[R] R WORDLE tool concepts vary

2022-02-24 Thread Avi Gross via R-help
This forum often discusses different ways of looking at a problem that result 
in often very different R formulations. Many may be RIGHT in a sense but some 
clearly have tradeoffs or work only in limited circumstances or come from some 
limited way of thinking. Note this message got to be a bit long, so feel free 
to skip it.

With this in mind, I saw the following article mentioned on R-bloggers about a 
sort of helper function that can be used as a way to identify what your next 
possible moves might be in the popular new game called WORDLE. The following 
article explains it well if interested:

https://www.r-bloggers.com/2022/02/wordle-solve-wordle-with-r/

I am not sure who the author is and clearly you can solve the problem in many 
ways using many languages. I looked at the code they used to learn from it. It 
is fairly compact and depends on another package that is used to look up 
potential words to see if they exist.

  library(hunspell)
 
  black <- ""

  exclude <- function(local, global = black) {
LETTERS[!LETTERS %in% c(local, global)]
  }

  wordle <- function(one, two, three, four, five, include = "") {
words <- apply(expand.grid(one, two, three, four, five), 1, \(x) paste(x, 
collapse = ""))
words <- words[grepl(paste0("(?=.*", include, ")", collapse = ""), words, 
perl = TRUE)]
words[hunspell_check(words)]
  }

Rather than explaining everything again, each move in this game is a guess of a 
five letter word. The feedback is to tell you which letters in your guess are 
NOT in the word of the day and which, if any, are correct and in the right 
position and which are correct but in a wrong position. Based on the feedback, 
you try another 5-letter word that may illuminate you further. You get six 
tries. I do not generally need help and always guess it in no more than 4-5 and 
several times in 3 and once, weirdly, in 2 tries. But it can be helpful to get 
a list of what words remain potentially valid and thus this function.
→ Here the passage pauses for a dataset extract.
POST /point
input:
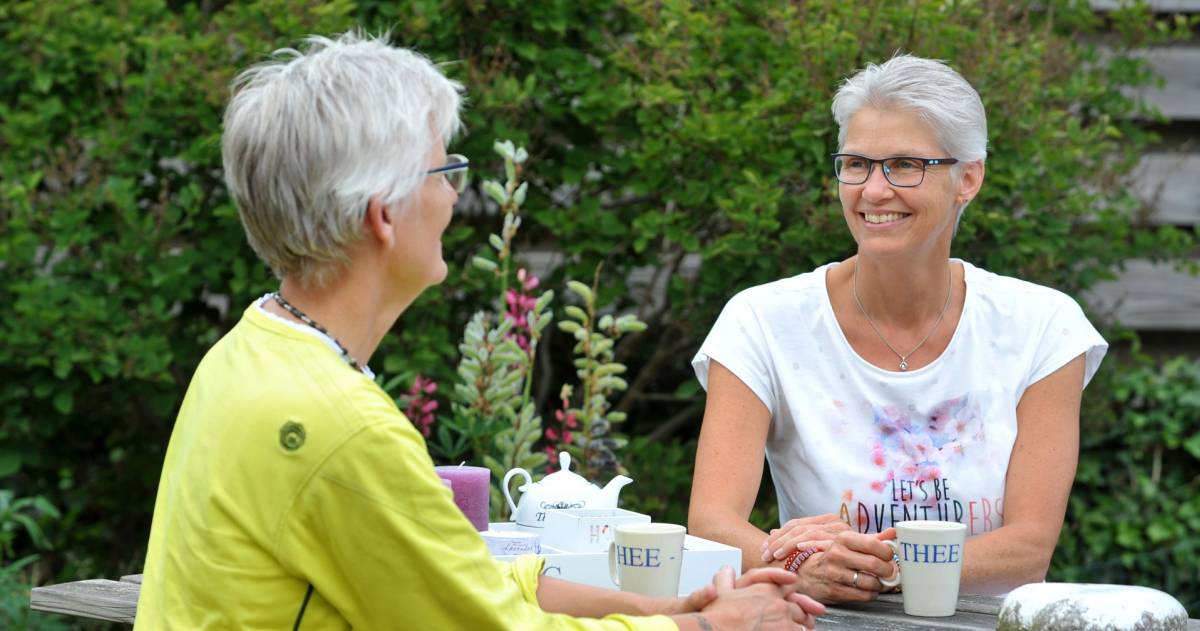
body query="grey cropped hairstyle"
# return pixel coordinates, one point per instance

In English, the code above accepts inputs that boil down to which of the 26 
uppercase letters are allowed at this point in column ONE, and another set for 
two through five. It also uses info (one oddly kept in a global variable) that 
keep track of which letters are known not to be in the word at all as well as 
another holding those known to be there at least one time.
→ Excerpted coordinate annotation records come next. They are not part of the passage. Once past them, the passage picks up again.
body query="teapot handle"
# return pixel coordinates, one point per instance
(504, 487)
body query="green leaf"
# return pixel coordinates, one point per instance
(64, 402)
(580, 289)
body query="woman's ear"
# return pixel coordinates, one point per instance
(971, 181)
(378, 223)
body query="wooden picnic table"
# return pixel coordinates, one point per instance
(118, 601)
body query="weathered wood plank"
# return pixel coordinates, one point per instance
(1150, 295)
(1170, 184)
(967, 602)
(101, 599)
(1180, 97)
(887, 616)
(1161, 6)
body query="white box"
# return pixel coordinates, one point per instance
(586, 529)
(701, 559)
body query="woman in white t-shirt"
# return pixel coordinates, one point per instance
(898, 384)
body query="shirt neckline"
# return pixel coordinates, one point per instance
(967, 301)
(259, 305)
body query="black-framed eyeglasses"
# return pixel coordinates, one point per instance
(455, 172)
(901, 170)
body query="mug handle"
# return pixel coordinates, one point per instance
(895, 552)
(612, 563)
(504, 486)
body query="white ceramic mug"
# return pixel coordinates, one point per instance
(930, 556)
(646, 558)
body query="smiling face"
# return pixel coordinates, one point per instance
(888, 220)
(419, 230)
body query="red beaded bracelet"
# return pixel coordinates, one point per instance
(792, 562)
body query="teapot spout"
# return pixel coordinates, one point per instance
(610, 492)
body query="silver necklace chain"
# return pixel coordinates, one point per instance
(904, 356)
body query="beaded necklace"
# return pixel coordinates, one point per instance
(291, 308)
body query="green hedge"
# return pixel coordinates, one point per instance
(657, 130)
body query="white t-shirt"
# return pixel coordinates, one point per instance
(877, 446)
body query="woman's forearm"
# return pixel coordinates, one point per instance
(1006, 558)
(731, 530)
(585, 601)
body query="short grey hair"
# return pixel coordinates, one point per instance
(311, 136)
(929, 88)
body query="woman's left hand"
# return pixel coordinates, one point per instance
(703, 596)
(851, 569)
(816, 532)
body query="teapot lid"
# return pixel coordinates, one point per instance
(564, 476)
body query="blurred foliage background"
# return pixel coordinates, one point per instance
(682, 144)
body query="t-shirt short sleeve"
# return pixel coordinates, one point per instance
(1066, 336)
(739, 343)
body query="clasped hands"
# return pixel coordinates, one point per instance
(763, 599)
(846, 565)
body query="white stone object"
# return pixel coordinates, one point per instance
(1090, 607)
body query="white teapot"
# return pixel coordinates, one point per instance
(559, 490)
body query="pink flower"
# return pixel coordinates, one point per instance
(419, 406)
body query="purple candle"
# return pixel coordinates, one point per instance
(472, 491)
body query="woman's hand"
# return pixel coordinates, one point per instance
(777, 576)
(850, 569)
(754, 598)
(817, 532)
The first line can be translated into English:

  words <- apply(expand.grid(one, two, three, four, five), 1, \(x) paste(x, 
collapse = ""))

Basically it makes a potentially huge data.frame containing all combinations of 
words. Early in the game that may mean something in the neighborhood of 20 
possible letters for as many as five positions which can mean creating a 
data.frame on the order of millions of rows. The five columns are then stitched 
together into the potentially millions of 5-letter strings. UGH!

The next line of code uses a regular expression to test that all letters KNOWN 
at that point to be in the answer MUST  be present and any other filtered out. 

  words <- words[grepl(paste0("(?=.*", include, ")", collapse = ""), words, 
perl = TRUE)]

Finally, the other package is asked to look up tons of remaining words and 
return those deemed to be TRUE words.

  words[hunspell_check(words)]

Although I appreciated the terseness of the code, I was appalled, especially at 
how long this ran at times. It seems too brute force! Why make all possible 5 
letter words first, rather than select only 5 letter words that match a pattern?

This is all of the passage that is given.